White, male wearing an old hat in Faces of Fay photo series.What impact has the project you are most proud of had on you and the community you worked with?

Faces of FAY changed my life. I'm typically pretty introverted in social settings and stopping to say hello to random strangers really stretched me to more readily engage others in meaningful ways. The project helped me take a step of courage every single day and forced me to be as vulnerable as I was hoping others would be with me. It helped me see the beauty and power that connectedness and community can have. It also helped me understand how every single person in a community can play a role towards positive social change. It pushed me to focus on service more than ever and encourage others to do the same.

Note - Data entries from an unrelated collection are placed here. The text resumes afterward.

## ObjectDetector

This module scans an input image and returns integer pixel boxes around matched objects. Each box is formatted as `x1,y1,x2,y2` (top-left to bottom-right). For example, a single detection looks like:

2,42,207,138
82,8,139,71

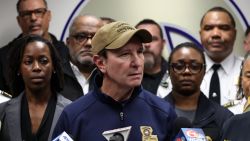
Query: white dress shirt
201,53,243,113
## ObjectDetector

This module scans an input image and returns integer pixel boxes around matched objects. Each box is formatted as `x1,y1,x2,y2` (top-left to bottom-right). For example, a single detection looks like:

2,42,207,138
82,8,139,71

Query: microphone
52,131,74,141
174,128,208,141
102,126,132,141
173,117,192,137
173,117,207,141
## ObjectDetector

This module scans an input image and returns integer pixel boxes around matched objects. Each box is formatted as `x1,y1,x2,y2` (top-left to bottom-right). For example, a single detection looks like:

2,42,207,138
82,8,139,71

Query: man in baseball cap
91,21,152,54
53,22,176,141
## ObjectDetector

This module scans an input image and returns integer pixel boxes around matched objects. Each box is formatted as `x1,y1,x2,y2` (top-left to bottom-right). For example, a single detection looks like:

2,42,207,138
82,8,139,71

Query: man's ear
93,55,106,73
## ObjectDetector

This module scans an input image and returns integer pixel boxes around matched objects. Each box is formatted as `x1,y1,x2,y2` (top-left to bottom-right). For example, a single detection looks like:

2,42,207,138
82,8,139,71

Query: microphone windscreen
173,117,192,136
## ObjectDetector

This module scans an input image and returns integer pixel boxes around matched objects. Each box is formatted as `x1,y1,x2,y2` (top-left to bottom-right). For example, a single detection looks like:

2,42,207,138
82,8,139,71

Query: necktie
209,64,221,104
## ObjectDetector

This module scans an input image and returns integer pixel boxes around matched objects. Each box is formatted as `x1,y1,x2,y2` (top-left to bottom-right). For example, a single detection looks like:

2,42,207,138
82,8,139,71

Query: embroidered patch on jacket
140,126,158,141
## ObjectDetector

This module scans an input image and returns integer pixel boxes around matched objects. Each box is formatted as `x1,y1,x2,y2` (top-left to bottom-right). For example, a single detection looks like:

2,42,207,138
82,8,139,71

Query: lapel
5,93,23,141
48,93,71,140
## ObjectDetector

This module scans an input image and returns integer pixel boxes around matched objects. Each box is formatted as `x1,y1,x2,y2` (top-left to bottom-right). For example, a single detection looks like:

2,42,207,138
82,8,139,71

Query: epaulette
223,100,242,108
0,90,12,98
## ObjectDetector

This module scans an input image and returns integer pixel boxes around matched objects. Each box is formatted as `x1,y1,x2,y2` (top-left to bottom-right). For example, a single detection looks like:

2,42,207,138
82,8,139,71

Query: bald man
61,15,102,101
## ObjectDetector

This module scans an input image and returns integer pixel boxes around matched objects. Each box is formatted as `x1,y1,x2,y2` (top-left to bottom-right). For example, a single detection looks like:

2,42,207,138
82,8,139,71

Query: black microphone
173,117,208,141
102,126,132,141
109,132,124,141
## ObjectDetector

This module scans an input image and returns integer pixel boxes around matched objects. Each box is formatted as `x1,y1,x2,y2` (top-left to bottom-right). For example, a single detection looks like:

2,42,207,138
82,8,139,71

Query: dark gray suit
0,93,71,141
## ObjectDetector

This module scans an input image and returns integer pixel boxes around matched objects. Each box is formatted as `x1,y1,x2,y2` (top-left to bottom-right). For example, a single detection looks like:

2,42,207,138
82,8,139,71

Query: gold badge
140,126,158,141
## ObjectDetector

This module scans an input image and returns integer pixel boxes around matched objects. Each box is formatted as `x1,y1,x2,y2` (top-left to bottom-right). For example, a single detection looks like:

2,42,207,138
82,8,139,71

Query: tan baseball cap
91,21,152,55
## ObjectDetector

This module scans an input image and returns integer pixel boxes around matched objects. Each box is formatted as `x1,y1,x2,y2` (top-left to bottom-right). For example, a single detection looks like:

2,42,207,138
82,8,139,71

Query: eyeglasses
170,62,205,74
72,33,94,44
19,8,47,19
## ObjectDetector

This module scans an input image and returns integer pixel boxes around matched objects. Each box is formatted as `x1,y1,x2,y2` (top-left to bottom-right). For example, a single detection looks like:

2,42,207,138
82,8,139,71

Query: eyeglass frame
170,62,206,74
18,8,48,19
70,32,95,44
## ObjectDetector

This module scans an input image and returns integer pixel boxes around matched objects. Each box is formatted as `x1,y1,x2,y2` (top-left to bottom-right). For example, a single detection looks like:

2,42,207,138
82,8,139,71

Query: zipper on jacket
120,112,124,121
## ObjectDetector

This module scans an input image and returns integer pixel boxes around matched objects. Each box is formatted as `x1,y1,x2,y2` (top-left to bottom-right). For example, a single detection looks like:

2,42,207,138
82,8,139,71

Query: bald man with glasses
61,15,102,101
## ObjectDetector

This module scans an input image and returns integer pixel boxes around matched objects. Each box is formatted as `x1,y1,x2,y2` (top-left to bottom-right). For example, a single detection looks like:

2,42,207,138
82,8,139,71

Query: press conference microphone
102,126,131,141
173,117,192,137
52,131,74,141
173,117,208,141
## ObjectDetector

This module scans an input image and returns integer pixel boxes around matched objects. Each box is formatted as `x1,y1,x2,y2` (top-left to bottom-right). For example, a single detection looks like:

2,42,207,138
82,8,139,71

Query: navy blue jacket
164,93,233,141
53,74,176,141
221,112,250,141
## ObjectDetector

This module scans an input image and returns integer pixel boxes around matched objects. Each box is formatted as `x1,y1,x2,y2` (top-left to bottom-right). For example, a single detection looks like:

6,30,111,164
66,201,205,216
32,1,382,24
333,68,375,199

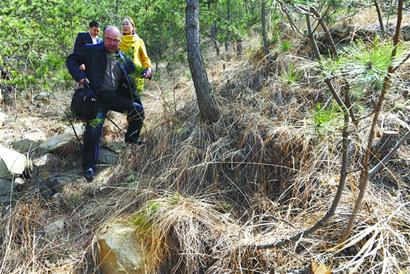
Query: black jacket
74,32,101,52
66,42,135,95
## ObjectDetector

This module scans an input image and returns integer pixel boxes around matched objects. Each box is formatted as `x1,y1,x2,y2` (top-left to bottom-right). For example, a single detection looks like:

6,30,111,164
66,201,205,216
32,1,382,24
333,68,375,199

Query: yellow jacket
120,34,152,93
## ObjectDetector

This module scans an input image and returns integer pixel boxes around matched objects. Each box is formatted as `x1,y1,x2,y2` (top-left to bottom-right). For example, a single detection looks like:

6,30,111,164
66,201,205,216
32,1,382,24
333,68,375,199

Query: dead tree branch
339,0,403,242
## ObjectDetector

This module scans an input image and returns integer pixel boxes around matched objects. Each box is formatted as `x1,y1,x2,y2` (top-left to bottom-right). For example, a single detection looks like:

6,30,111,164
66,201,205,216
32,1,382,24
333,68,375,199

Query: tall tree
261,0,269,54
186,0,219,122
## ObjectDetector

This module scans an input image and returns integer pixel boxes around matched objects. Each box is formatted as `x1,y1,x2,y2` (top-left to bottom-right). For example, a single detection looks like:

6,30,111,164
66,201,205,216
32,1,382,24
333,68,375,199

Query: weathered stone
97,224,147,274
0,179,13,196
105,142,127,154
0,145,28,179
11,131,47,153
44,219,65,237
0,111,8,126
64,123,84,137
33,153,60,168
39,133,73,154
98,148,118,165
34,91,52,103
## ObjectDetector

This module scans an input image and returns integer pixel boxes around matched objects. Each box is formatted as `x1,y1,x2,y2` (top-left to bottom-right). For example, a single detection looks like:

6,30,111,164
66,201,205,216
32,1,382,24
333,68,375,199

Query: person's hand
78,78,90,86
142,68,152,79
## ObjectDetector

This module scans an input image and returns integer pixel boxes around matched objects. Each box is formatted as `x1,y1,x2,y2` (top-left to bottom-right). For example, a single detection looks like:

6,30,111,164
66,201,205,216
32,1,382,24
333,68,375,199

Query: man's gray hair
104,25,121,34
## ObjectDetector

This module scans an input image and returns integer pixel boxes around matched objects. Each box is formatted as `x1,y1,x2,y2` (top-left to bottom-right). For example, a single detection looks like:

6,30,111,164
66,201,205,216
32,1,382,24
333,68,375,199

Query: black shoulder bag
71,82,97,120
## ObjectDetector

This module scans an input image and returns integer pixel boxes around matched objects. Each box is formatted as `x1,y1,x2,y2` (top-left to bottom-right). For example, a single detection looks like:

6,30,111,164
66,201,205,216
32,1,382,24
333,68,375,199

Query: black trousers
82,91,144,169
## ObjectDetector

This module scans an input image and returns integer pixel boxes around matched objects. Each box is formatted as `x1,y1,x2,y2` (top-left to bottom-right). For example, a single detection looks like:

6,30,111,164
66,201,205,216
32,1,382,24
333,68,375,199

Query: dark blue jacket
66,42,135,94
74,32,102,52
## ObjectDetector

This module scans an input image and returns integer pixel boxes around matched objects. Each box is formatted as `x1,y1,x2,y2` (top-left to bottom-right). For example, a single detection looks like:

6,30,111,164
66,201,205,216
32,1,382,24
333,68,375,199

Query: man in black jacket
66,26,144,181
74,20,101,52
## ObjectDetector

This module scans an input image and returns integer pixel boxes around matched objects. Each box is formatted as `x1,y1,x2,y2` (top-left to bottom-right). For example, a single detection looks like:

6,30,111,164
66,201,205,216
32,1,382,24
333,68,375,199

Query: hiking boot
84,167,95,182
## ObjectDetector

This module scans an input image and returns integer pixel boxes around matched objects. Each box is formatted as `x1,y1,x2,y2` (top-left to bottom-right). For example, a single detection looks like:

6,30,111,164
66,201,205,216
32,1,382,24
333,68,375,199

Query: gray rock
44,219,65,237
33,153,60,168
0,179,14,196
104,142,127,154
34,91,52,102
0,145,29,179
39,133,73,154
99,148,119,165
97,224,148,274
11,131,47,153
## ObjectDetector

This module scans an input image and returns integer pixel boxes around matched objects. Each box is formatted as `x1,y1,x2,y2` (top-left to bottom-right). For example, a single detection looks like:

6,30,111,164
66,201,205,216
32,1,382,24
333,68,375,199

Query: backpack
71,82,97,120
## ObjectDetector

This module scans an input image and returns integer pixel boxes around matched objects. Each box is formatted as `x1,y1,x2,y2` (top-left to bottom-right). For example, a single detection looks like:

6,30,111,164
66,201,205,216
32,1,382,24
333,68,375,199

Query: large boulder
97,223,147,274
0,145,29,179
39,133,73,154
11,130,47,153
0,179,14,196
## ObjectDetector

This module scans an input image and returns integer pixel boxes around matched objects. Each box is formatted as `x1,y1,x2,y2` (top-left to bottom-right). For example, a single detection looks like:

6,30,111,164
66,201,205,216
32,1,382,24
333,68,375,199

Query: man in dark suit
66,26,144,181
74,20,101,52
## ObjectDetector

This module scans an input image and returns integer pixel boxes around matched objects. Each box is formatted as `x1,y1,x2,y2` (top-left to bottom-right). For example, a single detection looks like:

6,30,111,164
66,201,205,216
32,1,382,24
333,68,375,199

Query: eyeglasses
105,37,121,44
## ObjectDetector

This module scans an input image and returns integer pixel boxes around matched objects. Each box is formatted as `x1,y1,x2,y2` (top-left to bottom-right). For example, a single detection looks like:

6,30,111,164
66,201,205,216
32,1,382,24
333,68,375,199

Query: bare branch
339,0,403,242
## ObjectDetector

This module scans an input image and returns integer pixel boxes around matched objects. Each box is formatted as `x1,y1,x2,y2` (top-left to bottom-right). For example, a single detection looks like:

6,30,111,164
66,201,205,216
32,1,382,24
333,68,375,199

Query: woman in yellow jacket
120,17,152,94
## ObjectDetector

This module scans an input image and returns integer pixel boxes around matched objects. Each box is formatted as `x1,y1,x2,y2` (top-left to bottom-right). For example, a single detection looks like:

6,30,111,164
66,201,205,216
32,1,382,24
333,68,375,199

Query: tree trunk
208,0,220,56
261,0,269,55
186,0,219,122
225,0,231,52
373,0,386,38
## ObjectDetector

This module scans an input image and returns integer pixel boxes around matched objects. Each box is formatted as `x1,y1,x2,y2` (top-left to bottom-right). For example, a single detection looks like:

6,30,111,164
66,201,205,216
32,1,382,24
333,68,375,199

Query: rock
0,145,29,179
44,219,65,237
0,179,14,196
0,111,8,126
33,153,60,168
97,224,147,274
14,177,26,185
98,148,119,165
64,123,84,138
34,91,52,103
11,131,47,153
104,142,127,154
39,133,73,154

In regard to the impact the project had on the community, I received feedback from several community members and organizations thanking me for my efforts to help shift negative perceptions of downtown Fayetteville to a current-day picture of "community". Community members were at times moved by the stories and privately messaged me about the positive impact the daily feature had had on them. Some offered to help specific community members who'd been featured, and in my efforts to help coordinate between neighbors, I was deeply touched by the quiet acts of kindness that I was able to witness behind the scenes.

 

What inspired you to start this particular social change project? / What was your source of passion and purpose? What did those moments look like?

I was inspired by two CES students, who were actively engaging in community advocacy at the time and I felt I needed to engage with my new community more meaningfully. Each interview sparked greater passion to continue this project as I found it created a platform for neighbors to share their stories and be encouraged by one another. The positive feedback received from followers fueled my passion to share more stories. When people stopped to thank me for celebrating their "home" it gave me purpose. When I was asked to blog for the Arts Council newsletter or take event pictures for the downtown district, I too felt a sense of belonging.

 

What are two meaningful takeaways you have from doing this work/project?

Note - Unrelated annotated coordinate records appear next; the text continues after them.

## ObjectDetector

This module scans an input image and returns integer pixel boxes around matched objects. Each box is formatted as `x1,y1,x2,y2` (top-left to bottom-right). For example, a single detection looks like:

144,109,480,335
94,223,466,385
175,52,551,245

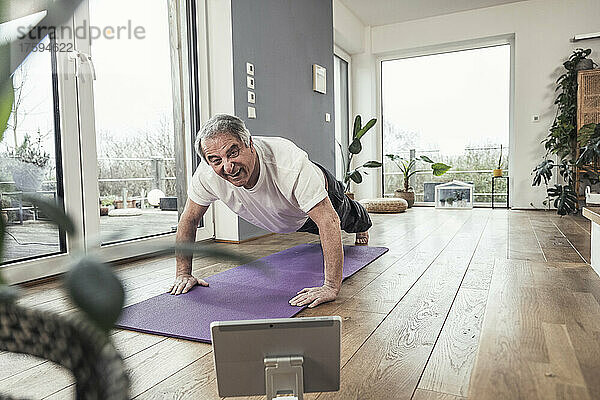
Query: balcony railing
383,146,509,206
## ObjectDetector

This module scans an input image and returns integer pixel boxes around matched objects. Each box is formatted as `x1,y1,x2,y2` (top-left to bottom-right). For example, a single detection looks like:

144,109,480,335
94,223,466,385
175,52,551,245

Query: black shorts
298,163,373,234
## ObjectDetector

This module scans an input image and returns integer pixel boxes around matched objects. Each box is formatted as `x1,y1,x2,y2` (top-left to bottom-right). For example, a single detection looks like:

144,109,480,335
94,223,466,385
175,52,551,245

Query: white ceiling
340,0,524,26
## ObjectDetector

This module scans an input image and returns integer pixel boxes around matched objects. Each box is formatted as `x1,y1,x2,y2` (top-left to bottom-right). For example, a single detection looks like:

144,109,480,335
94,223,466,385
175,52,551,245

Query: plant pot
575,58,594,71
394,189,415,208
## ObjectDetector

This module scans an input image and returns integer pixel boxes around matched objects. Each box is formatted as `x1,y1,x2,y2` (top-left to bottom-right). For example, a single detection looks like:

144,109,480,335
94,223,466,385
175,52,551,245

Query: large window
333,55,350,181
90,0,178,243
381,45,510,205
0,0,213,282
0,36,66,262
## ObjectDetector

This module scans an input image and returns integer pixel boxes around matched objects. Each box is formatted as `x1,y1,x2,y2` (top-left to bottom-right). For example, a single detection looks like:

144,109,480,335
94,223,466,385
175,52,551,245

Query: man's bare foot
354,232,369,246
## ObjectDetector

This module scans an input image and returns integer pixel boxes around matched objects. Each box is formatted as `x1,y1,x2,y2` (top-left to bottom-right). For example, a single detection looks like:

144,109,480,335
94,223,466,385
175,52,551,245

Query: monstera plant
338,115,382,193
532,49,600,215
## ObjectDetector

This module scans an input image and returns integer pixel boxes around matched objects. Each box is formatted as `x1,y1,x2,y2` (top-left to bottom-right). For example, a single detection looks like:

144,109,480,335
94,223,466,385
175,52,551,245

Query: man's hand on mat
168,275,208,295
290,284,340,308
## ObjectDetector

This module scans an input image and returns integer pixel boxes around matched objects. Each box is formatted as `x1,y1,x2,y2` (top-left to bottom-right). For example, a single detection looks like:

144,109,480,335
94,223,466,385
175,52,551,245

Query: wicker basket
360,197,408,214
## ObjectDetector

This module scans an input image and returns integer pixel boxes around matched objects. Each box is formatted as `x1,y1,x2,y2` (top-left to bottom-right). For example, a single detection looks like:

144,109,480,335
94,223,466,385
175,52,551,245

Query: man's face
202,133,258,189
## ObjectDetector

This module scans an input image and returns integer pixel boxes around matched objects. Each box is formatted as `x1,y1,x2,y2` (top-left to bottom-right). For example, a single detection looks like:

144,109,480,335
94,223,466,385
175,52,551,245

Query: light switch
313,64,327,94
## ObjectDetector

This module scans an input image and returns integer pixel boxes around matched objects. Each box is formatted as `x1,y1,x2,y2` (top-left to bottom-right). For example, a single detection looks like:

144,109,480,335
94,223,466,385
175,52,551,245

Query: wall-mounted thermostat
313,64,327,94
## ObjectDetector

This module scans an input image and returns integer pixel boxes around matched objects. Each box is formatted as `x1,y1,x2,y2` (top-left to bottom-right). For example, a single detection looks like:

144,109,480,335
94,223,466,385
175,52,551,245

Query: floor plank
418,288,488,397
0,208,600,400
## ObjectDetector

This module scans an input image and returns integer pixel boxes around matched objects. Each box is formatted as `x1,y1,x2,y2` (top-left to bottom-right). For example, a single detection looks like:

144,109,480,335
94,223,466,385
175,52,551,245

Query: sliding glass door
0,0,213,282
381,44,511,206
90,0,181,244
0,25,66,263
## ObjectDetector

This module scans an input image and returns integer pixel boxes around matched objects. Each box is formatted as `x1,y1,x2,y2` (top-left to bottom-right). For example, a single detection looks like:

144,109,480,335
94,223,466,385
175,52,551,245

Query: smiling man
169,114,371,307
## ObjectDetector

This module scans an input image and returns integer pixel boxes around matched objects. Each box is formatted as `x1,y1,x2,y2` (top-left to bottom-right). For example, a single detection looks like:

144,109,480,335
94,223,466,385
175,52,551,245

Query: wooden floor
0,208,600,400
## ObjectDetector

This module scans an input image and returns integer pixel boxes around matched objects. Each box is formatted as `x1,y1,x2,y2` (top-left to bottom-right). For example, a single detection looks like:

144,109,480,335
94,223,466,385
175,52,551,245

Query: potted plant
385,154,452,208
338,115,382,199
532,49,600,215
492,145,502,177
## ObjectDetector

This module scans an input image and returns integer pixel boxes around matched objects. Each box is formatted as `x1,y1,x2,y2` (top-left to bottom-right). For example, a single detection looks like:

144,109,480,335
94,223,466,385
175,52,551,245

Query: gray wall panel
231,0,335,240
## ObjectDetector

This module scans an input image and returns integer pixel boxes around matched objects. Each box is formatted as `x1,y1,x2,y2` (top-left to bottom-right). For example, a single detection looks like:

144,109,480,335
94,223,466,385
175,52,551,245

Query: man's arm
290,197,344,308
168,199,208,294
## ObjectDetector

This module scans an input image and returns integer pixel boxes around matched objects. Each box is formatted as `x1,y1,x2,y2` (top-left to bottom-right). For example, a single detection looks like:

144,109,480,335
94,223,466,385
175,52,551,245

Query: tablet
210,316,342,397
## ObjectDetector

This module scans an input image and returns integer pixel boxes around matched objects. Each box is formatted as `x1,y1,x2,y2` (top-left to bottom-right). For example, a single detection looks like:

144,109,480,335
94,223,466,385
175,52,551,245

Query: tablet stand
264,356,304,400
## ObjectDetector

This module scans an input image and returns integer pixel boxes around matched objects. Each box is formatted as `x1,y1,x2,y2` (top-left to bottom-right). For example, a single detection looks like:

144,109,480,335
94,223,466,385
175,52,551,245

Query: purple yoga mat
116,244,388,343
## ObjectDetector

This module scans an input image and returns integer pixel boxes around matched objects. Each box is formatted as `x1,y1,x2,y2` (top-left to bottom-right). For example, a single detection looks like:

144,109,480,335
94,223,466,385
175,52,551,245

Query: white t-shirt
188,136,327,233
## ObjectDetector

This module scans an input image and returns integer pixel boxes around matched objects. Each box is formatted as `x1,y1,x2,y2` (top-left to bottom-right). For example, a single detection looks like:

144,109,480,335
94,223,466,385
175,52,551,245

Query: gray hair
194,114,250,161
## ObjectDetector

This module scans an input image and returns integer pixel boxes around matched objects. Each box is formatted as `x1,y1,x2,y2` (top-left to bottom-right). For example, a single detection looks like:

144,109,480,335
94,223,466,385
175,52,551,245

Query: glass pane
381,45,510,204
90,0,177,243
334,56,349,181
0,37,65,263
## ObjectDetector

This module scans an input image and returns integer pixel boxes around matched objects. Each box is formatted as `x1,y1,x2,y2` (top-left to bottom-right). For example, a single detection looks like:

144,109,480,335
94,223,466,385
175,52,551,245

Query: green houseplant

You can be a positive social change agent wherever you reside, and advocacy doesn't have to take the form of a scholarly publication or presentation. Those efforts can begin the moment you take a humble approach to leaning-in to the world around you, the vulnerable courage of taking the first step, and the genuine desire to spread love and celebrate community.

 

What's next for you?

I'm not a trained photographer, however, this project has given me the courage to use creative arts as a form of advocacy. I have started mini-series within the Faces of FAY platform and am currently gathering stories of military spouses across the U.S. I'm also teaching myself videography, while encouraging students to think outside-the-box when it comes to their role as social change agents.